Note: For those who never heard, or hear, the `beat' of the "beats" the whole mood of this documentary puts you in a time capsule back to those times musically with some very evocative jazz of the period and visually with great footage of post-war neon lit New York and San Francisco (as well as footage from hometown Lowell with some street scenes of old time residents that only add to some of my points made above). Best of all are the segments of Kerouac reading from "On The Road" and other materials. They evoke the feeling of some smoky, boozy nightspot. These works were, after all, written under the sign of the burgeoning 1940s and 1950s jazz scene and with the idea of presenting the works orally as well as on the page. Nice, especially one segment with 1950s comedian and talk show host Steve Allen on piano.
Kerouac Raw ...
Steffan Piper | Palm Desert, CA | 11/12/2008
(5 out of 5 stars)
Not much exists in the way of documentaries about the father of the Beat Generation, Jack Kerouac. But it's not for a lack of interest for sure. I think the bulk of people that have seen this may have either rented it from a library or have seen it re-run on your local PBS channel.
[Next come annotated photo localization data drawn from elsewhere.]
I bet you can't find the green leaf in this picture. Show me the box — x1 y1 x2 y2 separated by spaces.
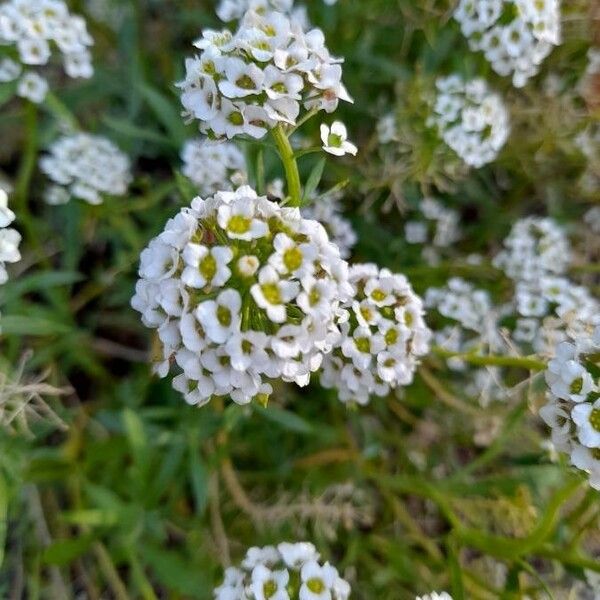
187 431 208 515
0 316 72 336
302 157 326 202
103 115 174 147
0 472 7 567
138 83 188 145
0 81 17 108
174 169 197 201
0 271 83 304
42 534 95 566
253 405 314 435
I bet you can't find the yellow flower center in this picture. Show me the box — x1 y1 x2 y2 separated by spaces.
371 289 387 302
227 215 251 234
307 578 326 593
589 408 600 433
199 254 217 282
263 580 277 598
228 111 244 126
385 328 398 345
217 305 232 327
236 75 256 90
261 283 282 305
356 337 371 354
283 246 303 272
570 377 583 395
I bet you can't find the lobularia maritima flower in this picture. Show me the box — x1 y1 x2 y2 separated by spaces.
404 197 461 266
320 121 357 157
320 263 431 406
213 542 351 600
302 189 356 259
40 133 132 205
493 216 571 282
131 185 352 407
416 594 453 600
0 0 94 103
178 7 352 140
217 0 293 22
428 75 509 168
0 188 21 286
182 138 247 196
540 325 600 490
454 0 561 88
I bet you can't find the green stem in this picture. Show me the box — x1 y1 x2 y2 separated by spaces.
271 124 302 206
431 346 547 372
43 91 79 131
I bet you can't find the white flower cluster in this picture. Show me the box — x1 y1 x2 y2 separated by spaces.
416 594 453 600
428 75 509 168
454 0 561 87
320 264 431 405
493 216 570 282
0 189 21 286
132 185 352 407
217 0 293 22
182 138 247 197
214 542 350 600
178 8 352 140
0 0 94 103
540 326 600 490
40 133 131 205
584 206 600 235
405 197 461 265
302 190 356 259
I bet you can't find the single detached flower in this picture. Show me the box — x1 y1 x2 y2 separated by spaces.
320 122 357 157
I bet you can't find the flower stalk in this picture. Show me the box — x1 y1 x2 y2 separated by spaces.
271 124 302 207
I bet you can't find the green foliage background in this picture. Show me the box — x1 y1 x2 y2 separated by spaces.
0 0 598 598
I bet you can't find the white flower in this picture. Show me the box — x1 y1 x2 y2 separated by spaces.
0 0 93 101
214 542 350 600
570 444 600 491
178 7 352 140
572 399 600 448
182 244 233 288
300 561 338 600
429 75 509 168
320 121 357 157
454 0 561 87
16 71 48 103
278 542 319 569
0 190 15 228
250 565 290 600
217 197 269 241
251 265 300 323
182 139 247 196
40 133 131 204
132 186 350 407
416 593 453 600
321 264 431 405
196 289 242 344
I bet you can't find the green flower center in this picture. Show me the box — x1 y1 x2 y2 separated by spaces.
360 306 374 322
356 337 371 354
591 448 600 460
236 75 255 90
263 580 277 598
217 305 232 327
570 377 584 395
202 60 216 76
309 287 321 306
228 111 244 126
405 311 413 326
242 340 253 354
307 578 325 593
199 254 217 282
272 82 287 94
589 408 600 433
327 133 343 148
227 215 251 234
283 247 303 272
261 283 282 305
371 289 387 302
385 328 398 345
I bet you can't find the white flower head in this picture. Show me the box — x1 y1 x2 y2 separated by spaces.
133 186 351 407
0 0 93 102
178 7 352 140
320 121 357 157
321 264 431 405
40 133 131 205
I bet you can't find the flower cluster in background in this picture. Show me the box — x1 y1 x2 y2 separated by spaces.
213 542 350 600
0 0 93 103
132 185 352 407
0 188 20 287
404 197 461 266
320 264 431 405
181 138 247 196
428 75 509 168
454 0 561 87
40 133 131 205
541 326 600 489
178 8 352 140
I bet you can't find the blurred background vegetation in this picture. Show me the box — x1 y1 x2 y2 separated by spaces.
0 0 598 598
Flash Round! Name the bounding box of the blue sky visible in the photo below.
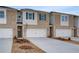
[10,6,79,15]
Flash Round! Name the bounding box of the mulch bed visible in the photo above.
[53,37,79,45]
[12,39,45,53]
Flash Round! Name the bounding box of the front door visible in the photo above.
[50,27,53,37]
[17,26,22,38]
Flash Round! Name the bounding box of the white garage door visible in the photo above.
[56,29,72,37]
[0,28,13,38]
[26,29,47,37]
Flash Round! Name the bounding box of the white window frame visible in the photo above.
[39,14,46,21]
[0,9,6,24]
[26,12,34,20]
[60,15,69,26]
[23,11,37,25]
[17,12,22,22]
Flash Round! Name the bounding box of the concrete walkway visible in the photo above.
[0,38,13,53]
[27,37,79,53]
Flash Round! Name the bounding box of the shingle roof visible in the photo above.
[50,11,79,16]
[21,8,48,13]
[0,6,17,10]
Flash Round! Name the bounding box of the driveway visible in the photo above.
[0,38,13,53]
[27,37,79,53]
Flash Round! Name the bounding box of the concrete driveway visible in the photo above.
[0,38,13,53]
[27,37,79,53]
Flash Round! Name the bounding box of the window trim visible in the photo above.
[39,13,46,21]
[26,12,35,20]
[0,9,6,24]
[60,15,69,26]
[0,11,4,18]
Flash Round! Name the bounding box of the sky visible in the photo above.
[10,6,79,15]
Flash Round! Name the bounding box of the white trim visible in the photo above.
[26,12,34,20]
[17,12,22,23]
[60,15,69,26]
[0,9,7,24]
[23,11,37,25]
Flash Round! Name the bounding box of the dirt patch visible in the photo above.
[64,40,79,45]
[12,39,45,53]
[15,39,30,44]
[19,45,33,49]
[53,37,79,45]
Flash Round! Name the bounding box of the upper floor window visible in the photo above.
[0,11,4,18]
[39,14,46,21]
[0,10,6,24]
[26,12,34,20]
[61,15,68,22]
[61,15,69,26]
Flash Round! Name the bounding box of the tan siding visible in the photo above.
[54,14,60,26]
[22,10,49,38]
[0,9,17,37]
[51,13,74,27]
[69,15,74,27]
[37,12,49,28]
[50,13,75,37]
[22,10,49,28]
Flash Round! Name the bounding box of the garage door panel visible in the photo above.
[0,29,13,38]
[56,29,72,37]
[26,29,47,37]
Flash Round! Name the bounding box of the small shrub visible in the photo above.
[13,36,17,39]
[68,37,71,40]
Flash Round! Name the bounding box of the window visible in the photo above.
[39,14,46,21]
[29,13,33,19]
[61,15,69,26]
[61,15,68,22]
[0,11,4,18]
[26,12,28,19]
[26,12,34,20]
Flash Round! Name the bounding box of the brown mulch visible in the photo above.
[66,40,79,45]
[12,39,45,53]
[53,37,79,45]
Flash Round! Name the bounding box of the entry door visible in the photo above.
[50,27,53,37]
[17,26,22,38]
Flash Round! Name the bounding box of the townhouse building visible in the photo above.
[17,9,49,38]
[0,6,78,40]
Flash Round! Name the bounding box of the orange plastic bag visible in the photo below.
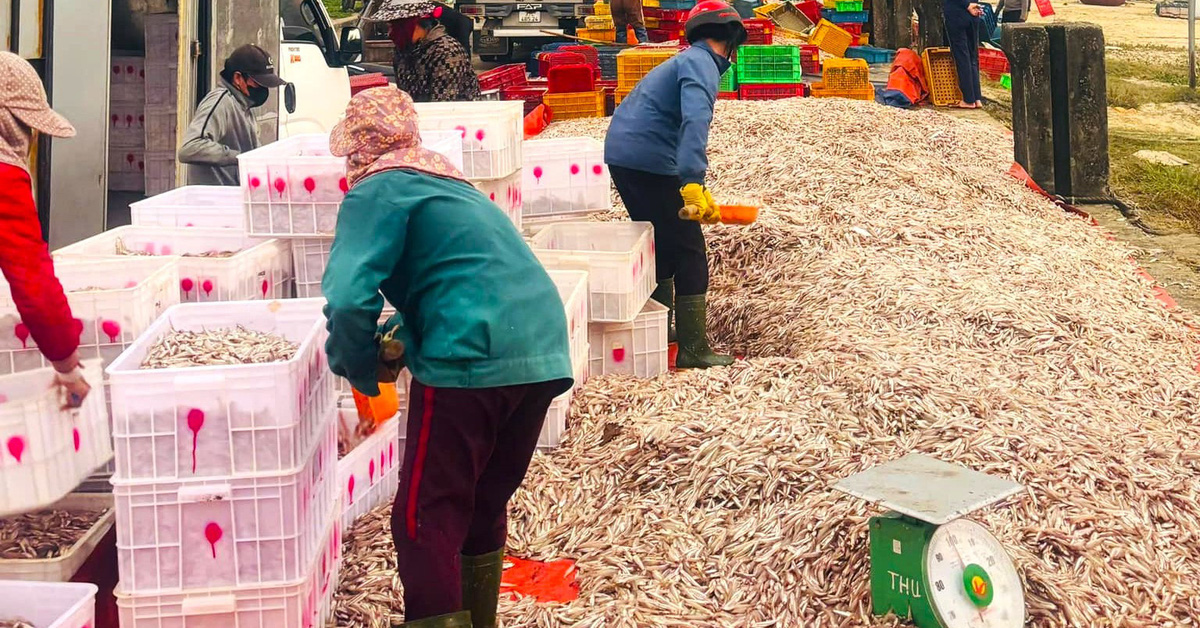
[885,48,929,106]
[500,556,580,604]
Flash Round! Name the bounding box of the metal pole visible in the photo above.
[1190,0,1196,89]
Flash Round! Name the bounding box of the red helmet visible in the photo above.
[684,1,745,44]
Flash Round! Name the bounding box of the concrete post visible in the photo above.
[1003,23,1056,194]
[1047,23,1109,198]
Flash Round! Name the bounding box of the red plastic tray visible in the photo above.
[547,64,598,93]
[739,83,808,100]
[478,63,528,91]
[796,0,823,23]
[538,52,588,78]
[836,22,864,37]
[742,18,775,45]
[349,72,390,96]
[718,91,739,100]
[647,29,682,43]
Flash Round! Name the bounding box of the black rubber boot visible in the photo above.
[397,611,472,628]
[675,294,734,369]
[651,278,676,343]
[461,549,505,628]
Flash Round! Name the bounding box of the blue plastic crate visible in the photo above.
[659,0,697,9]
[597,45,622,80]
[845,45,896,64]
[821,9,869,22]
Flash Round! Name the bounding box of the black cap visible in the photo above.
[224,44,287,88]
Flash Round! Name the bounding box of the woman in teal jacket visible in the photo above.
[322,87,572,628]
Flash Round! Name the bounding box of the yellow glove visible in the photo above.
[679,183,722,224]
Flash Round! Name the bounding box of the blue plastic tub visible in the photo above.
[821,9,869,22]
[845,45,897,64]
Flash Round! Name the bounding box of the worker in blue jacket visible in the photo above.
[604,1,746,369]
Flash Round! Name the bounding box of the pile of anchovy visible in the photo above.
[333,98,1200,626]
[140,327,298,369]
[0,508,106,559]
[115,237,239,258]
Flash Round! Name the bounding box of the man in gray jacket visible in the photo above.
[178,44,286,185]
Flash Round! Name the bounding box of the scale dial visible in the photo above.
[924,519,1025,628]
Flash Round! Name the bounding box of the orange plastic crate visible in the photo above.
[810,19,854,57]
[616,48,678,90]
[821,57,869,90]
[544,90,607,120]
[810,82,875,100]
[922,47,963,106]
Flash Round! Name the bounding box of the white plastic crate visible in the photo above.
[588,299,669,378]
[539,349,590,450]
[54,226,293,303]
[112,56,145,86]
[522,138,611,219]
[292,238,333,299]
[0,257,179,374]
[109,101,146,148]
[145,64,180,107]
[112,414,337,593]
[0,493,115,582]
[415,100,523,179]
[338,411,404,529]
[130,186,246,230]
[471,169,523,230]
[0,580,98,628]
[104,299,334,483]
[547,270,589,369]
[144,105,177,151]
[116,504,341,628]
[0,362,111,517]
[109,147,146,193]
[531,222,657,323]
[238,132,465,237]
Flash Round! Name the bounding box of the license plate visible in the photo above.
[518,11,542,22]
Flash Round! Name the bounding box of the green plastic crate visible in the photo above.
[1000,73,1011,90]
[720,65,738,91]
[835,0,863,10]
[735,45,803,84]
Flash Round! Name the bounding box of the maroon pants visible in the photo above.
[392,378,568,621]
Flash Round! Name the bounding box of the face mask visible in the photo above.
[247,84,270,107]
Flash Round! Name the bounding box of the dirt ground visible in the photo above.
[1030,0,1195,48]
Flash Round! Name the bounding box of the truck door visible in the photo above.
[209,0,282,144]
[279,0,354,138]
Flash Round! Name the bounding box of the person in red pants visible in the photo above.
[0,52,90,407]
[322,87,573,628]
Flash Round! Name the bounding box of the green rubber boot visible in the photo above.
[651,278,676,343]
[675,294,734,369]
[461,549,505,628]
[397,611,472,628]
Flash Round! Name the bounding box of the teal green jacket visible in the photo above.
[322,169,573,396]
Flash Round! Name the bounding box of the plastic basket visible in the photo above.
[615,87,633,105]
[414,101,523,179]
[647,28,683,43]
[559,45,601,71]
[0,363,111,517]
[922,47,963,106]
[0,580,98,628]
[538,51,588,78]
[144,64,178,108]
[523,137,610,220]
[810,19,854,56]
[836,0,864,10]
[616,48,679,90]
[1000,73,1012,89]
[549,271,591,369]
[339,412,402,529]
[502,84,549,115]
[810,82,875,100]
[115,506,340,628]
[0,493,115,582]
[761,2,814,38]
[643,0,660,7]
[291,238,333,299]
[659,0,696,9]
[547,64,597,94]
[821,57,870,90]
[739,83,809,100]
[109,101,145,148]
[594,1,612,15]
[743,18,775,44]
[539,350,589,450]
[979,47,1010,80]
[144,104,176,151]
[822,8,869,22]
[478,63,528,91]
[645,7,689,20]
[471,169,524,229]
[736,45,803,84]
[55,226,294,304]
[531,222,656,323]
[544,90,606,120]
[845,45,896,64]
[130,186,246,230]
[837,21,864,36]
[0,257,179,374]
[588,299,668,377]
[576,28,617,43]
[718,90,739,99]
[719,65,738,91]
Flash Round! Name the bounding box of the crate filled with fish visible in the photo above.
[531,222,656,323]
[522,137,612,221]
[0,493,115,582]
[338,407,403,530]
[116,503,341,628]
[414,101,523,179]
[129,185,248,230]
[238,132,465,237]
[588,299,669,378]
[104,300,334,483]
[539,346,590,450]
[548,270,590,369]
[0,363,111,518]
[0,580,98,628]
[53,225,293,303]
[470,169,524,229]
[0,257,178,374]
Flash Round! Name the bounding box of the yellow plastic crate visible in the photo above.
[545,90,606,120]
[922,47,963,106]
[858,33,870,45]
[754,2,783,18]
[577,28,617,43]
[810,82,875,100]
[585,15,614,29]
[594,1,612,15]
[643,0,660,7]
[821,57,870,90]
[761,2,814,39]
[615,87,634,105]
[644,16,660,27]
[810,19,853,57]
[616,48,678,90]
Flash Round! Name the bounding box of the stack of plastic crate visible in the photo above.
[736,45,808,100]
[106,299,342,628]
[800,44,822,75]
[615,47,679,103]
[545,65,605,120]
[596,45,624,79]
[811,57,874,100]
[109,54,145,193]
[579,14,617,42]
[643,7,689,41]
[719,64,738,99]
[143,13,180,195]
[521,137,611,224]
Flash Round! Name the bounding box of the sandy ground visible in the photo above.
[1110,101,1200,136]
[1030,0,1195,48]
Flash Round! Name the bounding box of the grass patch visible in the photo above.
[1111,134,1200,230]
[1108,79,1199,109]
[323,0,356,19]
[1108,58,1190,86]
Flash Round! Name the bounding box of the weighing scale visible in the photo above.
[833,454,1027,628]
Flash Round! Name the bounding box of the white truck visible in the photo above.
[2,0,373,248]
[460,0,591,62]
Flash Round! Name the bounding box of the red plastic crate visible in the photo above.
[560,45,600,69]
[349,72,389,96]
[478,63,528,91]
[836,22,864,37]
[800,44,822,75]
[743,18,774,45]
[548,64,598,93]
[644,8,688,20]
[738,83,808,100]
[538,52,588,77]
[718,91,739,100]
[796,0,823,23]
[658,19,686,32]
[978,47,1010,80]
[501,85,549,115]
[647,28,683,43]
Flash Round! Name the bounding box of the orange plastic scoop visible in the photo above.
[719,205,759,225]
[352,382,400,430]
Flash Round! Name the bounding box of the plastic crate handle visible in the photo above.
[548,254,592,273]
[177,484,233,503]
[172,372,228,390]
[181,594,238,615]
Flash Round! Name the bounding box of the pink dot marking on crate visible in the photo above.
[380,450,386,472]
[593,164,603,176]
[112,66,120,75]
[533,166,543,183]
[389,443,395,466]
[339,177,349,194]
[138,114,145,125]
[0,394,7,404]
[110,115,119,127]
[14,323,29,349]
[262,279,270,297]
[138,160,145,171]
[347,475,356,503]
[489,192,496,202]
[159,245,173,255]
[369,459,376,483]
[101,320,121,343]
[455,125,467,138]
[274,178,287,196]
[612,345,626,363]
[475,129,486,142]
[570,164,580,175]
[125,115,134,127]
[204,522,223,558]
[125,280,138,288]
[73,429,81,452]
[126,153,135,165]
[181,278,194,294]
[6,437,24,463]
[202,280,214,296]
[126,65,135,75]
[187,408,205,473]
[249,176,262,189]
[304,177,316,194]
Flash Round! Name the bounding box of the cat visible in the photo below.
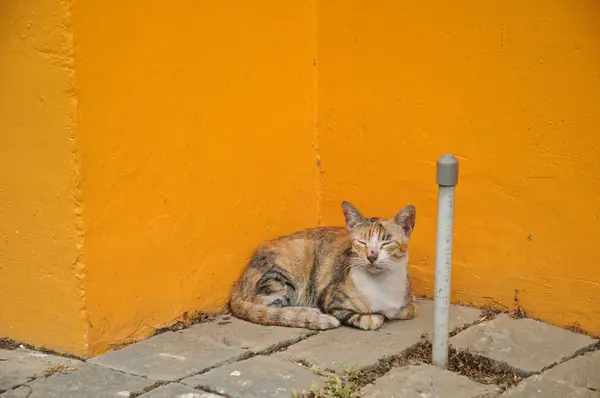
[229,201,417,331]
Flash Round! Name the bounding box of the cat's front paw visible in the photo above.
[395,301,417,320]
[354,314,384,331]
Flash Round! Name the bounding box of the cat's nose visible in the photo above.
[367,253,378,263]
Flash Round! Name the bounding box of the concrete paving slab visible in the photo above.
[0,348,83,392]
[542,349,600,390]
[181,355,324,398]
[274,325,416,374]
[388,300,482,340]
[499,375,600,397]
[183,315,315,353]
[274,300,481,372]
[0,364,155,398]
[140,383,223,397]
[89,331,246,381]
[361,364,500,398]
[450,315,598,375]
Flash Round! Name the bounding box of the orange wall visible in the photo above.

The quality of the film doesn't lend itself to the digital age very well, as the presentation of the interviews and the facts about the life of one of America's greatest writers is handled in a very film-school type of fashion.
I don't mean to denigrate this documentary at all with that last statement, but the quality of the presentation is just as rough as the actual archive footage. Only the presentation can be weighed in the sense of filmmaking, but in truth it is what it is. It's not slick, it's not polished, it's not even artful like the recent Bukowski Documentary, but it is fascinating, intelligent, absorbing and powerful to watch.
As most may know, Jack Kerouac drank himself into the grave in the late sixties, for reasons known and unknown. The weight he carried was a significant one that pushed him as deep into himself as he could go until his inner body could no longer sustain him. A lot of the troubled history of Kerouac is fleshed out as well as his stomping grounds, his old lovers, his daughter, some of his friends and other contemporaries.
The interview with Gregory Corso is a fascinating one to say the least and one can understand why the man decided to turn to teaching literature. The way he tells the stories and the stories themselves are powerful in his hands as he speaks highly and respectfully of Kerouac and in way in which a true friend who never left his side would.
This is a very touching and personal, albeit rough, look into the life and times of one of America's most compelling writers of the last age. While you may complain about the unmastered archive footage, you'll be amazed at the segment with Steve Allen, the interview with William F. Buckley, where Jack is drunk on air, and so on.
This is a very enjoyable and well worth the time spent.